He picked up a heavy black telephone, and started dialling his brother. His brother knew nothing about art, but was a shrewd businessman when he wanted to be.
“It’s Robert,” he began in his signature Anglo-Scottish drawl. Robert and his brother’s accents were essentially Scottish, but cross-pollinated by a mixture of second division private schooling, the annunciation of the British Army officer class, and in Robert’s case the provincial teuchter whine of the home clearance and second-hand trade. “That painting I’ve got, talk me through exactly how you got it again?”


“Right, well, when we were interning the Argies on the Falklands a few months back after the war was over, I got friendly with this one chap who said he had a painting that he was trying to get sold in Europe for his mother. He’d tried to get it sold in Buenos Airies, but was just getting silly offers all the time, said he didn’t think they understood how good it was. He thinks it might be worth over £1,000 but everyone’s broke in Argentina at the moment, currency has completely crashed since they lost the war. I told him: ‘my brother’s an antiques dealer and he might be able to help you, he could get it sold in pounds sterling’. It just sort of went on from there, and we exchanged numbers before he got returned to the mainland, but when you said you needed to see it and a black and white photo wouldn’t do, that’s when he started getting a bondsman involved, and shipping it over. Must have cost him a bit? He’s really serious about this.”

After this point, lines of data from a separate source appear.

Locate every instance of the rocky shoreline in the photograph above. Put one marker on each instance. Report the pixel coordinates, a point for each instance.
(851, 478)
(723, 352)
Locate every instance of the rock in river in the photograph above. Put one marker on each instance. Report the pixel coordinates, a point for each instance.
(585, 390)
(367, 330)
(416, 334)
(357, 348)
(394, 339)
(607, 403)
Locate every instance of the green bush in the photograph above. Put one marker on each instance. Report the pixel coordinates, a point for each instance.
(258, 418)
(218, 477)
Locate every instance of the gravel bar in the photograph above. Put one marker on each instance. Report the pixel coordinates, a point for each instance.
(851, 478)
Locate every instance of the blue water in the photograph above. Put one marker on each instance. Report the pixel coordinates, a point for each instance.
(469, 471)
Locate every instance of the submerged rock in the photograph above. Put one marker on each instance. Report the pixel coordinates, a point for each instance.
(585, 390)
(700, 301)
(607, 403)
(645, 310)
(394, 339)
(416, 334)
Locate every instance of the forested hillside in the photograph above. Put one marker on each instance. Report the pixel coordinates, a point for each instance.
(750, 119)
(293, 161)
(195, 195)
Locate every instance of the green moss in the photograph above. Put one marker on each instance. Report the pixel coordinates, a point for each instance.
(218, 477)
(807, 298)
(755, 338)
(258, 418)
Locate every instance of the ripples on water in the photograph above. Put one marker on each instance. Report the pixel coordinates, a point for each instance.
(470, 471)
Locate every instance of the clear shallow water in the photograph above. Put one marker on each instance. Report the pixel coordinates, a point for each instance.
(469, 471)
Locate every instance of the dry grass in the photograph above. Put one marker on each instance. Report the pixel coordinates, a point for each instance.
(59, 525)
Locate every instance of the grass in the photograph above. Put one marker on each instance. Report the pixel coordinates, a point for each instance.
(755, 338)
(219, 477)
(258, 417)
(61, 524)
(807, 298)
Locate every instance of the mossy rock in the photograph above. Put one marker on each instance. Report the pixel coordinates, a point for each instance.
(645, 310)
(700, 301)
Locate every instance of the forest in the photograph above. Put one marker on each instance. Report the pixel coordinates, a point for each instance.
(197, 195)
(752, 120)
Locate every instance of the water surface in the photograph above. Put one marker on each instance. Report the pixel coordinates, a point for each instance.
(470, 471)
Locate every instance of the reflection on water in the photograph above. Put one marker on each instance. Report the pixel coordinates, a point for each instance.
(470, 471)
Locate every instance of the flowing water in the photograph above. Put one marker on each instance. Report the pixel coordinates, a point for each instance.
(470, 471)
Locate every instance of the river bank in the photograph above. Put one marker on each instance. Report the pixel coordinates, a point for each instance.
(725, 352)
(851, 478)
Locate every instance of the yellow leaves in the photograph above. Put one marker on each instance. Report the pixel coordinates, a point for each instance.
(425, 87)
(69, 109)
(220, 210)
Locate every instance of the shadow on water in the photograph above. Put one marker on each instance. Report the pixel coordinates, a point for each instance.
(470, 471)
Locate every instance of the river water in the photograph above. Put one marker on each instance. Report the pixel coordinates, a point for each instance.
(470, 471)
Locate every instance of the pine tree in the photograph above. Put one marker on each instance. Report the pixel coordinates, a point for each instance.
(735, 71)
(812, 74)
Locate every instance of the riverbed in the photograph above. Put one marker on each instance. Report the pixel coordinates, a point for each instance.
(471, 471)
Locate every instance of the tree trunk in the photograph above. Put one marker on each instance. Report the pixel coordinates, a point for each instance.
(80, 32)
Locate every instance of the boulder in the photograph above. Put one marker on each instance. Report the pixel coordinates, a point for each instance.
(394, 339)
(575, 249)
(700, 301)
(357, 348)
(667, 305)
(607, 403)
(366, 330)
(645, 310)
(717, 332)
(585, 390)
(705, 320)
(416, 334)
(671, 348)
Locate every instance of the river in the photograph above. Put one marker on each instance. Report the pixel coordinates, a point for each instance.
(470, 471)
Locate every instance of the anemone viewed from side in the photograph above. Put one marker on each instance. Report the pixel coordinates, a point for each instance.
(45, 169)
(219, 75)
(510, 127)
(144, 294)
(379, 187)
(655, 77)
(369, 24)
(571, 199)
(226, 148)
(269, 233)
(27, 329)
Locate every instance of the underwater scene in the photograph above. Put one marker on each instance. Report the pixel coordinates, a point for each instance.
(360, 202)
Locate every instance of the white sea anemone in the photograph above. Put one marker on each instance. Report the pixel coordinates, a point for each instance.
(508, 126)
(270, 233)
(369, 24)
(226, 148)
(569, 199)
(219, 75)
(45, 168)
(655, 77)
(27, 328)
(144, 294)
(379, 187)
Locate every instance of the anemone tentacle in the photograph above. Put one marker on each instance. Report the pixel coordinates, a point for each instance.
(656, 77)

“Yes I can see – he’s really gone to some lengths.”

“Have you worked out what it is yet?”

“Still working on it, I’ve got a chap coming round who knows a bit more about these than me though in a minute so stand by.” Robert scratched his head, “can I ask a serious question?”

"Go on?”

“This Argie buddy of yours: how did you two develop such a sense of trust with each other?”

“He’s called Victor, and he’s not my buddy,” his brother returned gruffly, “and he doesn’t completely trust me or he wouldn’t be using a bondsman.”

“No, I mean; before then – on the Falklands. How did you get talking to a captured enemy soldier about paintings?”

Robert could hear his younger brother’s tone change, “you weren’t there Robbie! Trust me, it’s nothing like Northern Ireland.” Robert gritted his teeth, he had served with the regular army for ten years but his younger brother was a Royal Marine and very fond of reminding him he’d never been in a ‘real war’. “I literally had him at the end of my bayonet when the Major blew the whistle, a second later and he’d have been a pin cushion.”

“So you spared his life when they were surrendering?”

“At Goose Green, and we lost good men that day. I had the red mist and everything, and had already taken a few to their maker. He would have been the next one had the C.O. not seen their white flag and called cease-fire.”

“I get it, that’s why you two have that relationship.”

“I’m glad you understand Robert, it’s a brothers in arms thing,” Robert rolled his eyes, it was as if his brother could see him doing it down the other end of the phone, “look I’ve got to get ready for this evening, I’ll have to go – function at the Army and Navy Club on Pall Mall, Mrs Thatcher is going to be there, and Prince Andrew.” Robert rolled his eyes a second time, they exchanged a few muted last pleasantries and ended the call.

Robert was puzzled, this Argie was a character. Going to some lengths with a solider who’d nearly killed him to establish a correct value on a painting where no one had a clue of the artist. It was a nice painting, but there were hundreds of unknown artists out there who never quite made it.

He scanned the edges of the canvass one more time, normally there would be an autograph or something to give a bit of a clue, even a pencil signature on the back; but this one had no autographs on it that he could see. The backdoor bell rang shrill, jolting Robert out of his pondering.

“Ah Geoffrey, come in.” he opened the door to the man with brolly and rain mac, “can I offer you a drink?”

“No darling, I’m fine, I’ve had three banana daiquiris this afternoon, couldn’t possibly have another. How’re you anyway, business doing well I trust?”

“Not bad thanks Geoffrey, I’ve just come back from London.”

“Oh London! How fabulous...”

David ignored Geoffrey’s mincing overtures, led Geoffrey over to his examination table, and put his whisky glass discretely over the top of the German museum label. “Well, what do you make of that?”

Geoffrey’s eyes darted over the canvass for a few seconds, and he then turned his nose up. “Very nice, very nice; but it’s not for me. I don’t deal in copies, have you got anything else?”

“Copies?” Robert began

“Yes copies,” Geoffrey continued, with a titter.

“Why do you say ‘copies’?”

Geoffrey stood still for a moment with a curious air “you’re not going to play the dumb laddie with me are ye?” he said chiding Robert him a wink.

Robert was lost for words, “Geoffrey – I literally have no idea what you’re talking about?”

“Well, this is a famous painting don’t you know?” he began, as if he thought Robert were jesting with him, “this is The Painter on the Road to Tarascon by Vincent Van Gogh.”

Robert looked back at the painting and back at Geoffrey, who carried on like he was explaining the obvious to a dunce. “It went missing in the war, presumed destroyed in a fire in some underground salt mine where the Nazis were hiding their loot.” The hairs began rising on the back of Robert’s neck, “copies of it come up for sale every now and again, and people often claim it is the
real one, but so far they have all been proven to be fakes.”

“Of course,” began Robert carefully, “but if you wanted to go down the road of proving it to be a fake, what would you do next?”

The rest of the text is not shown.